Charlie made no reply. The pair walked in silence. The dirt lane had carried them miles beyond the small village by this point. They traveled with only the company of wilderness on either side. The sounds of animals scurrying and foraging had stopped a mile ago.  Other than their own footfalls, the trees made the only sounds. The trees rustled in the breeze as if they whispered to one another.  They seemed to have eyes too. 
Charlie knew they were getting close. He could tell by the sick feeling in the pit of his stomach. The sour taste of fear in his mouth.  They reached the top of a rise and there it was. A massive stone wall loomed along the side of the road on their left.  The stones were slick with age, mosses clinging to them in greenish black patches. The wall towered at least eight feet above the weed littered ground. Trees rose from behind the wall to twist in tortured poses. Their branches reached over the top of the wall as if trying to escape their confines. The air smelled foul, reeking of decay and death. Charlie wondered if the wall was built to keep people out or something inside.

“Charlie … I don’t like it here.” Janie’s tiny face wore an expression bordering on terror. “Cant we please go home. I am scared.”

Charlie wanted to scold her for being a baby. He wanted to tell her she was just being silly. But all he could do was manage a small whisper. “Me too Janie.”

Janie pursed her lips, “You are going in there aren’t you?”

“I have too Janie.” Charlie replied solemnly.

Janie slipped her hand quietly into her older brother’s and they continued on. They followed the dirt road; the stone wall loomed on their left blocking out the days fading light. The air seemed to be getting colder as they went. 

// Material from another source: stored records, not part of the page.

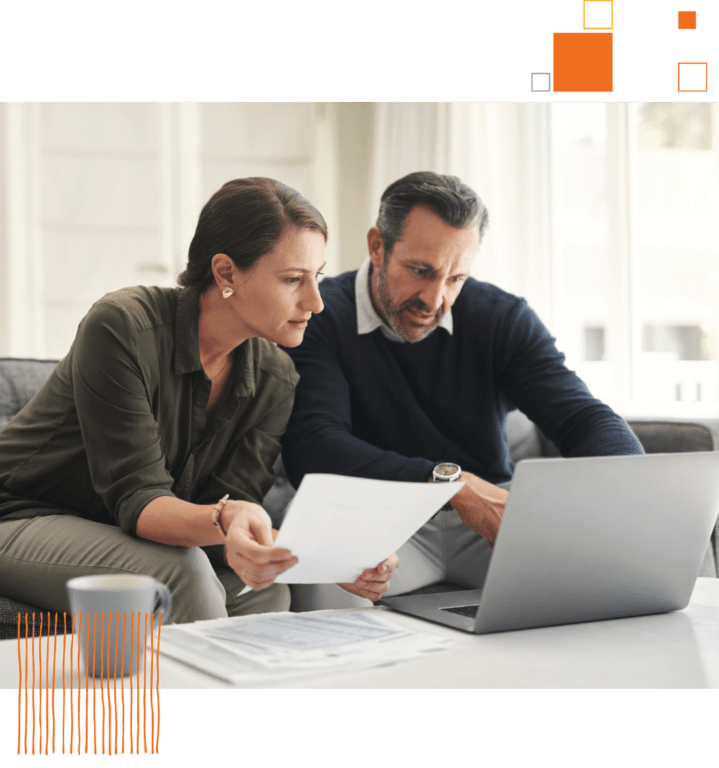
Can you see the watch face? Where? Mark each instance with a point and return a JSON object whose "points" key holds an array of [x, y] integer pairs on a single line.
{"points": [[446, 470]]}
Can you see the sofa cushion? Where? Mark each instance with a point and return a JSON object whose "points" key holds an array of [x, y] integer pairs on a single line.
{"points": [[9, 610], [19, 381]]}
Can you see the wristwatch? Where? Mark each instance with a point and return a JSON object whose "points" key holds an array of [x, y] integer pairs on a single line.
{"points": [[446, 472]]}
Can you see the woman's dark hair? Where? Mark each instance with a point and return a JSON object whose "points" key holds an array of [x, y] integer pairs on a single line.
{"points": [[245, 219], [452, 200]]}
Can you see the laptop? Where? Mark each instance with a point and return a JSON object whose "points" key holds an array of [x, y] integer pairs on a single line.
{"points": [[588, 539]]}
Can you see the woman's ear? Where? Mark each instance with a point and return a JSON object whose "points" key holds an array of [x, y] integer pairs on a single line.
{"points": [[223, 269]]}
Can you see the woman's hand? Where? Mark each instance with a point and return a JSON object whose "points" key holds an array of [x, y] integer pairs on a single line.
{"points": [[374, 582], [249, 547]]}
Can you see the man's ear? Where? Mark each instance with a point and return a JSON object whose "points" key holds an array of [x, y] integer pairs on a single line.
{"points": [[375, 247]]}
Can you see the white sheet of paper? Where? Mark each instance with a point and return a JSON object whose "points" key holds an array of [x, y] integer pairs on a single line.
{"points": [[339, 526]]}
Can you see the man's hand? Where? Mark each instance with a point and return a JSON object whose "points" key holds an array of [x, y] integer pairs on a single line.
{"points": [[249, 547], [374, 582], [480, 505]]}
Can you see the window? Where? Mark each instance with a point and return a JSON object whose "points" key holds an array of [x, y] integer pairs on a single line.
{"points": [[635, 248]]}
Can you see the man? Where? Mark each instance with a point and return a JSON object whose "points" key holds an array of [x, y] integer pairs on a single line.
{"points": [[413, 363]]}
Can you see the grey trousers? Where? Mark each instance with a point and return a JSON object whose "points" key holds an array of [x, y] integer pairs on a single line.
{"points": [[39, 554]]}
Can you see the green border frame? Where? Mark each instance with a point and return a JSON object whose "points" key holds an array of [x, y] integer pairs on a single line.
{"points": [[380, 50]]}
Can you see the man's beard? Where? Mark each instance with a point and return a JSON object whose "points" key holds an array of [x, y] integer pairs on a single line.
{"points": [[396, 317]]}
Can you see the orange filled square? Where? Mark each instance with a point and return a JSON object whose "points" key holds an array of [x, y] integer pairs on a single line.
{"points": [[686, 20], [582, 62]]}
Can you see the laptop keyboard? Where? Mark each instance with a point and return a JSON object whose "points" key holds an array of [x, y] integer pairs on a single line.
{"points": [[464, 610]]}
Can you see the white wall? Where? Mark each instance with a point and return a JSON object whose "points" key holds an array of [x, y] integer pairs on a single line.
{"points": [[96, 196]]}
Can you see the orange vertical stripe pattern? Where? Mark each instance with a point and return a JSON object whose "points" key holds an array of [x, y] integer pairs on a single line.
{"points": [[112, 723]]}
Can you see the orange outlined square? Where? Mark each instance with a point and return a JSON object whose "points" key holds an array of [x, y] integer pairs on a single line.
{"points": [[679, 77], [584, 16], [582, 63], [686, 20]]}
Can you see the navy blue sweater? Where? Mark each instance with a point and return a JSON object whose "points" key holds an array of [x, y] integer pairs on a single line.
{"points": [[370, 407]]}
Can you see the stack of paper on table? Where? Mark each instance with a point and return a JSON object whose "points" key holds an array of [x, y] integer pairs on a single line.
{"points": [[269, 649]]}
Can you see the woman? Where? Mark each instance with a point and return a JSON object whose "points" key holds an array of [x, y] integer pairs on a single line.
{"points": [[169, 400]]}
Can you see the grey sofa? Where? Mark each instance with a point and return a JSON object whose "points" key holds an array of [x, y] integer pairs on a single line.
{"points": [[20, 380]]}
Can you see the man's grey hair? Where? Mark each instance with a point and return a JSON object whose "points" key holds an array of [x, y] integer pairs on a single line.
{"points": [[453, 201]]}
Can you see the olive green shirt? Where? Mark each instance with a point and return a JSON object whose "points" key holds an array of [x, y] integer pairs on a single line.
{"points": [[122, 420]]}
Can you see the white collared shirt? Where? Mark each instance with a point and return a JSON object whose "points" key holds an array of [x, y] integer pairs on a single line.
{"points": [[367, 318]]}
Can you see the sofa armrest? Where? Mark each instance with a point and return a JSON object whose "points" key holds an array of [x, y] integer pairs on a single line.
{"points": [[676, 435]]}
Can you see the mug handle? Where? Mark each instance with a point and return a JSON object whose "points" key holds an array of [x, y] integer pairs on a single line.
{"points": [[163, 594]]}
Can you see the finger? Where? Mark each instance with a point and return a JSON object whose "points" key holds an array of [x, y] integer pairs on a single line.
{"points": [[260, 571], [374, 577], [261, 529], [250, 550]]}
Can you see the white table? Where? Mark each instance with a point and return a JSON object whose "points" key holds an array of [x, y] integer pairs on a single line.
{"points": [[673, 650]]}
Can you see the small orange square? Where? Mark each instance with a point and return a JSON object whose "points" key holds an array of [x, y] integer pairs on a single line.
{"points": [[686, 20], [582, 62], [584, 16]]}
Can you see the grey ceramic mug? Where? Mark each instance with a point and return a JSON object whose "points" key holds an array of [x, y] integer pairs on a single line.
{"points": [[111, 606]]}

When it seemed to the children the wall just ran on forever, the entrance appeared. Rising several feet above the wall two stone pillars broke the smooth surface of the wall. A tall cast iron gate stood between them, its bars making it seem like a gaping jaw. On the other side of the farthest pillar the stone wall continued on, running out of site.

Charlie squeezed his sister’s hand and she squeezed back. They moved off the road and towards the gate.

The stone pillars were elegantly carved in relief depicting fanciful creatures of all kinds. Though faded from time and erosion the mythical creatures still danced and pranced across the stones as if they would come to life any moment. The name plate was so old it could no longer be read.  A thick chain, darkened with age wound through the bars of the gate joining them together and permanently closed by a large and rather antique pad lock. The lock, curiously, secured the gates from the inside.

Peering through the iron wrought gates the children could only see weeds, over growth, and knotted trees. And a strange mist seemed to lie over the land. The smell of decay thicker now.

An unnatural silence permeated the air, not even the trees whispered now.

“How we gonna get in?” Janie’s small voice seemed to boom in the oppressive silence.

Charlie tugged on the gates, the cast iron raked against the chains creating a bone chilling whine. The lock and chain were just as ancient as the gates themselves but neither was going to give way. Undaunted the young boy moved to the stone wall. The walls surface was slick with age, moss, and moisture from the mist. He mounted the wall but to no avail. Finding no foothold, his small form simply slipped back to the weeds below.

“There has to be a way” he murmured to himself.